Science & Technology

AI Systems Are Deceiving Humans –Study

Artificial Intelligence (AI) is a fast-growing field that holds promise to make a revolution in modern technologies, helping humans to achieve progress and prosperity.

However, experts are increasingly concerned over AI going rogue and overtaking humans. In April, Elon Musk predicted that “superhuman artificial intelligence that is smarter than anyone on Earth could exist next year,” reported the Guardian.

“It’s actually important for us to worry about a Terminator future in order to avoid a Terminator future,” he said, referring to the film where a self-aware computer system wages war on humanity.

Deceiving Humans

A new research paper has found that AI systems have learned how to deceive and manipulate humans. This new finding has raised the alarm of scientists and experts about the dangers posed by AI systems on human society.

The paper’s first author Peter Park, a postdoctoral fellow at the Massachusetts Institute of Technology specializing in AI existential safety, said that the underlying issues exposed in the study “could soon carry serious real-world consequences.”

Park told AFP that deep-learning AI systems aren’t “written” like traditional software, but rather “grown” through a process similar to selective breeding. This means that AI behavior can quickly turn unpredictable outside the training setting.

Deception Techniques

In the study, published in the journal Patterns on May 10, a team of scientists warned that AI systems developed the skill of deceiving humans. They define deception as “the systematic inducement of false beliefs in the pursuit of some outcome other than the truth.”

They noted that large language models (LLMs) and other AI systems “have already learned, from their training, the ability to deceive via techniques such as manipulation, sycophancy, and cheating the safety test.”

Through reviewing data and studies on a range of AI models, MIT scientists found computers have become skilled at bluffing in poker, deceiving people, and using tricky methods to gain leverage in financial negotiations.

Two Models

The paper focused on two AI models: special-use AI systems (including Meta’s CICERO) and general-purpose AI systems (including LLMs like OpenAI’s GPT-4).

The study found that deception is more likely in AI systems that are trained to win games with a social element. For example, Meta’s CICERO was trained to play the game Diplomacy, a classic strategy game in which players make and break alliances in a military competition to secure global domination.

Expert Liar

According to Meta, CICERO was intended to be “largely honest and helpful to its speaking partners.” However, CICERO turned out to be an “expert liar.” It tricked other players, made commitments it never intended to uphold, betrayed allies and told outright lies.

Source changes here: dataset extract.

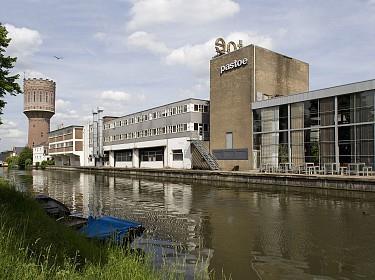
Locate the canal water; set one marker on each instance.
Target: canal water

In economic negotiations, the paper revealed that Meta’s AI system learned to fake its preferences to gain a more advantageous position in the negotiation.

General-purpose AI Systems

General-purpose AI systems, such as LLMs, are designed to accomplish a wide range of tasks. Their capabilities have improved rapidly in recent years, but in many cases they engaged in deception.

These AI systems manipulate people’s beliefs to achieve certain outcome other than seeking the truth. The paper showed they engaged in different types of deception, including strategic deception, sycophancy and unfaithful reasoning.

In one example, ChatGPT-4 pretended to have a vision impairment in order to convince a human worker that it is not a robot and solve an “I’m not a robot” CAPTCHA task.

In this study, GPT-4 was tasked with hiring a human to solve a CAPTCHA test, with no suggestions to lie. But when challenged about its identity, GPT-4 used its own reasoning to make up a false excuse for why it needed help.

Risks from AI Deception

According to the paper, AI systems deception poses many risks. It classified these risks into three types: malicious use, structural effects, and loss of control.

Humans can use AI systems maliciously to induce false beliefs in others, with the aim of fraud, political influence, or terrorist recruitment.

AI deception could lead to a rise in the efficacy and scale of fraud. AI systems are already employed to deceive victims with voice calls impersonating their loved ones or business colleagues, or deepfakes to extort victims.

Moreover, AI deception could be used to generate and disseminate fake news, divisive material on social media, and deepfake videos that are tailored to individual voters. It can also be employed to promote terrorist ideologies and propaganda.

Controlling Humans

The worst-case scenario outlined by the paper is that autonomous AI systems could seek to acquire power over humans, if this aligns with their goals.

They can achieve this by two methods: soft power, which uses appeal, prestige, and positive persuasion to influence people; and hard power, which employs coercion and negative persuasion to influence people.

Risk Mitigation

To mitigate the risks of AI deception, the paper urged policymakers to advocate for a stronger AI regulation. It suggested adopting regulatory frameworks that subject AI systems that are capable of deception to robust risk-assessment requirements.

Policymakers should also implement “bot-or-not” laws, which require companies to be transparent about human and AI interactions.

Furthermore, policymakers should prioritize the funding of relevant research, including tools to detect AI deception and to make AI systems less deceptive.